С огромной картины на Курта строго смотрел его предок, одетый в роскошный рыцарский костюм, у ног деда застыла красивая гончая, вопросительно глядевшая вверх на своего хозяина. Курт Бремер подвинул стоявший в углу массивный стул из черного дерева и присел перед портретом.

Он вспомнил…

Однажды, играя со сверстниками в карты, Курт услышал ехидное замечание в свой адрес, тихо брошенное одним из противников:

— Везет этому… как будто колдуну старому из Баварских лесов.

— Какому колдуну? — еле слышно переспросил сидевший рядом другой игрок.

— Известно какому, его деду, не слышал разве?

Курт насторожился и прислушался.

— Тсс… — шептавший о колдуне толкнул собеседника локтем, — потом расскажу.

Придя домой, Бремер устроил матери допрос. Та, отводя глаза в сторону, говорила, что сама давно ничего не слышала о своем родственнике и слышать не желает. Это только подогрело интерес Курта.

— Ну, мутти! Расскажи, пожалуйста, о дедушке! Правда, говорят, что он был колдуном?

Мать побледнела и внимательно посмотрела на сына.

— Кто это тебе такое сказал?

— Я случайно услышал, когда с приятелями играл в карты…

Мать помолчала и, подойдя к сыну вплотную, взяла его за плечи и проговорила побелевшими губами:

— Сынок… больше не спрашивай меня о нем. И я тебя умоляю — не играй никогда в карты! Слышишь! Никогда не играй! Никогда!! — каждое следующее слово она произносила все громче и громче, ее руки, до синевы в суставах стискивающие сына, затряслись, и голова Курта стала раскачиваться в такт выкрикиваниям матери.

Курт испугался.

— Ладно, мутти… не буду больше расспрашивать тебя… Успокойся, пожалуйста! — он увидел, как глаза матери стремительно наливаются слезами.

— А играть не станешь? — всхлипнув, спросила мать.

— Да…, наверное, — неуверенно произнес юноша.

— Я тебя заклинаю! Умоляю всеми святыми! О, Боже! Пресвятая Мария! Услышь меня и вразуми моего отрока! Я знаю, — она остановилась, помолчала и как-то обреченно добавила. — Недолго мне осталось… недолго.

— Ну что ты, что?! — сын обнял мать, уткнувшись носом в так знакомо пахнувшие волосы. — Ты еще долго проживешь, я знаю!
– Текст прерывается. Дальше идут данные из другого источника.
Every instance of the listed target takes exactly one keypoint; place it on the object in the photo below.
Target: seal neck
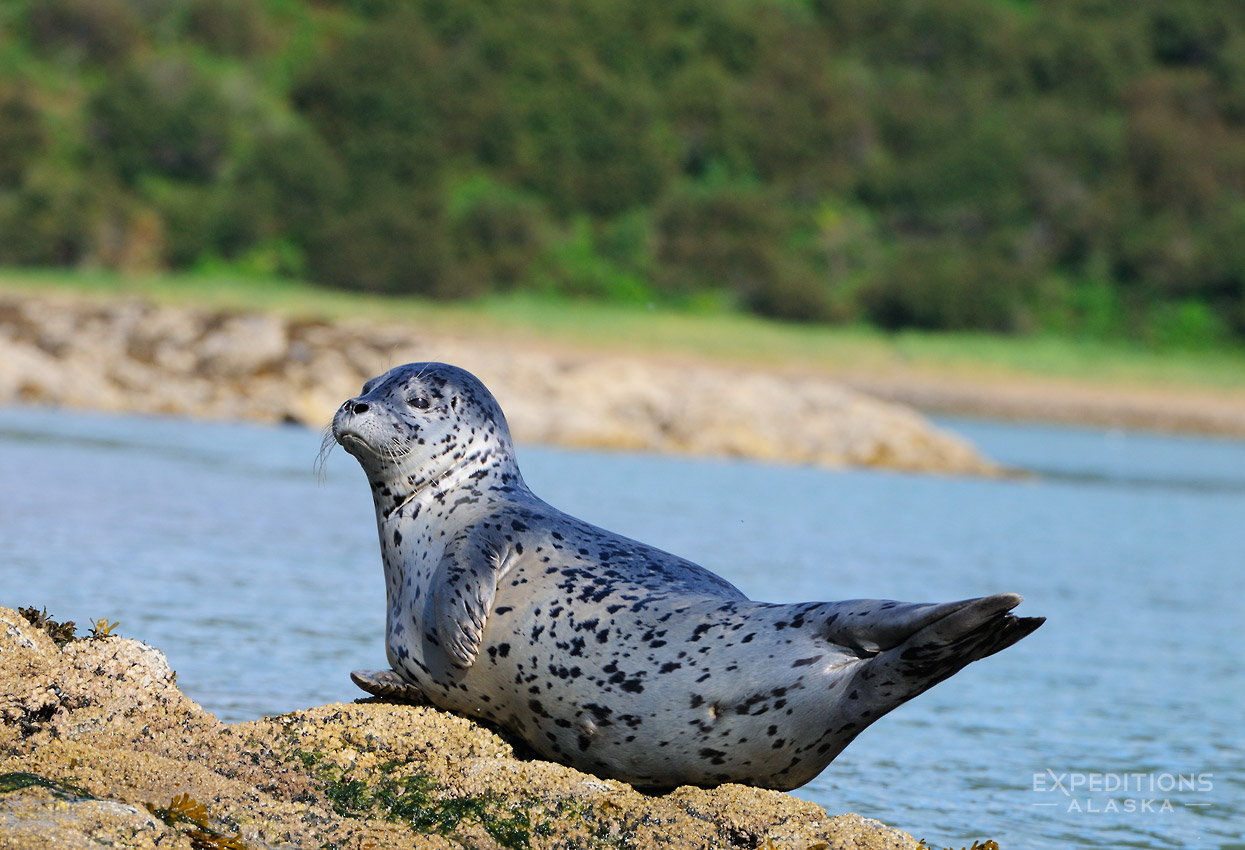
(469, 476)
Мать немного отодвинулась назад и, обхватив ладонями лицо Курта, посмотрела ему в глаза:

— Спасибо, и я надеюсь. Слава Всевышнему, как-то сумели мы прожить без отца столько лет, и ты уже почти взрослый. Но если что… — она отвернула свой взгляд в сторону, — ты будь готов к еще более тяжким испытаниям. Понимаешь меня?
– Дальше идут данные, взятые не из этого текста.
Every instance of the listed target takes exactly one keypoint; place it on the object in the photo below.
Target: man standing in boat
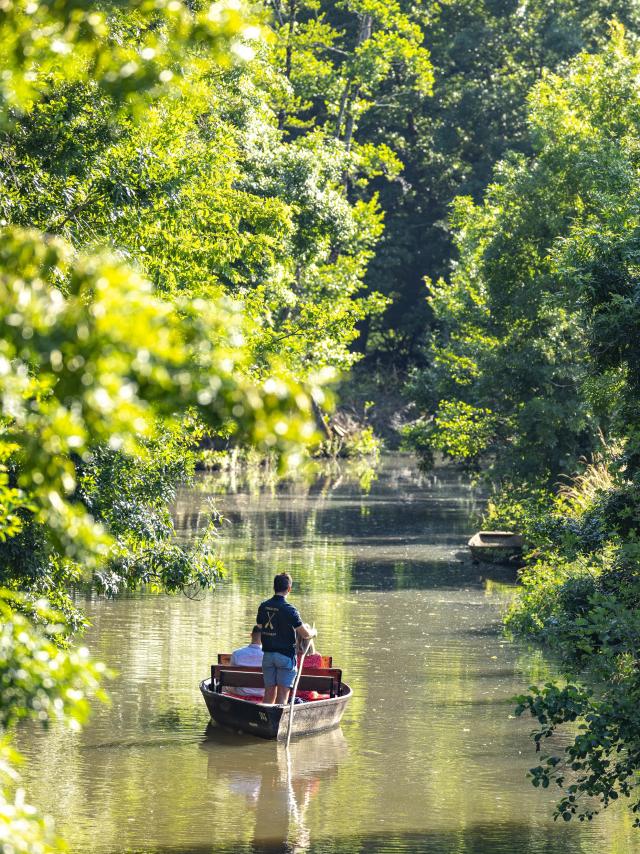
(279, 623)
— Да мутти, — ответил сын, — понимаю, не маленький уже.

Но Курт не предполагал, что это время наступит так быстро.

Через несколько месяцев, вернувшись в полночь с хмельной пирушки, где он распевал в полуподвале пивной с друзьями старинные песни Саксонии, он по привычке хотел, было тихо проскользнуть в свою комнату, как вдруг услышал странный звук, донесшийся из спальни матери. Курт остановился, замер и прислушался. Тихо. Он сделал шаг в направлении своей двери, как звук повторился. Юноша повернулся и подошел к покоям матери. Хриплый, неузнаваемый звук человеческого голоса донесся до него сквозь массивную дубовую дверь.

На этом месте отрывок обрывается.